Der ÖPNV wird im Zuge des Tests allerdings umgeleitet, was zukünftig nicht der Fall sein soll. Die CDU-Stadtratsfraktion fordert deshalb, die Große Bleiche im weiteren Verlauf des Tests für den ÖPNV zu öffnen, um ein realistisches Bild der zukünftigen Verkehrsströme zu zeichnen.

„Die Sperrung in der Großen Bleiche führt aktuell zu unrealistischen Bedingungen und zu einer hohen Anwohnerbelastung an den Ausweichrouten, die unbedingt reduziert werden muss“, erklärt Thomas Gerster, verkehrspolitischer Sprecher der CDU. Deshalb müsse die Verwaltung die Große Bleiche im weiteren Verlauf des Tests für den ÖPNV öffnen. „Insgesamt wirkt das Vorgehen der Verwaltung trotz langer Vorbereitungszeit undurchdacht und vermittelt kein realistisches Bild für die geplante ÖPNV-Führung“, kritisiert Gerster. In den Sommermonaten sei ein Verkehrstest ohnehin nicht repräsentativ für die tatsächliche Situation im Regierungsviertel, da die Belastung viel geringer sei als in anderen Monaten. Es sei sinnvoll, wenigstens die Verkehrsströme des ÖPNV realistisch zu simulieren. „Nur, wenn der öffentliche Nahverkehr die zukünftig vorgesehene Route durch die Große Bleiche nutzt, können wir die Auswirkungen auf den Verkehrsfluss und die Anwohnerbelastung angemessen einschätzen und mögliche Anpassungen vornehmen“, so Gerster.

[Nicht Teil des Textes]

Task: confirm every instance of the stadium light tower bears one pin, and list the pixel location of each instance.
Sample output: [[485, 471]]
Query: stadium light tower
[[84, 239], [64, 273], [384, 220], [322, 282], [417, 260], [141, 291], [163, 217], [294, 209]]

Die CDU betont ihre Bereitschaft, konstruktiv an der Planung und Umsetzung von Verkehrsmaßnahmen mitzuwirken, um eine nachhaltige und verantwortungsbewusste Verkehrspolitik in Mainz zu gestalten. Dabei sei jedoch eine sorgfältige Planung und eine enge Einbindung aller betroffenen Akteure, einschließlich der Anwohner, unerlässlich.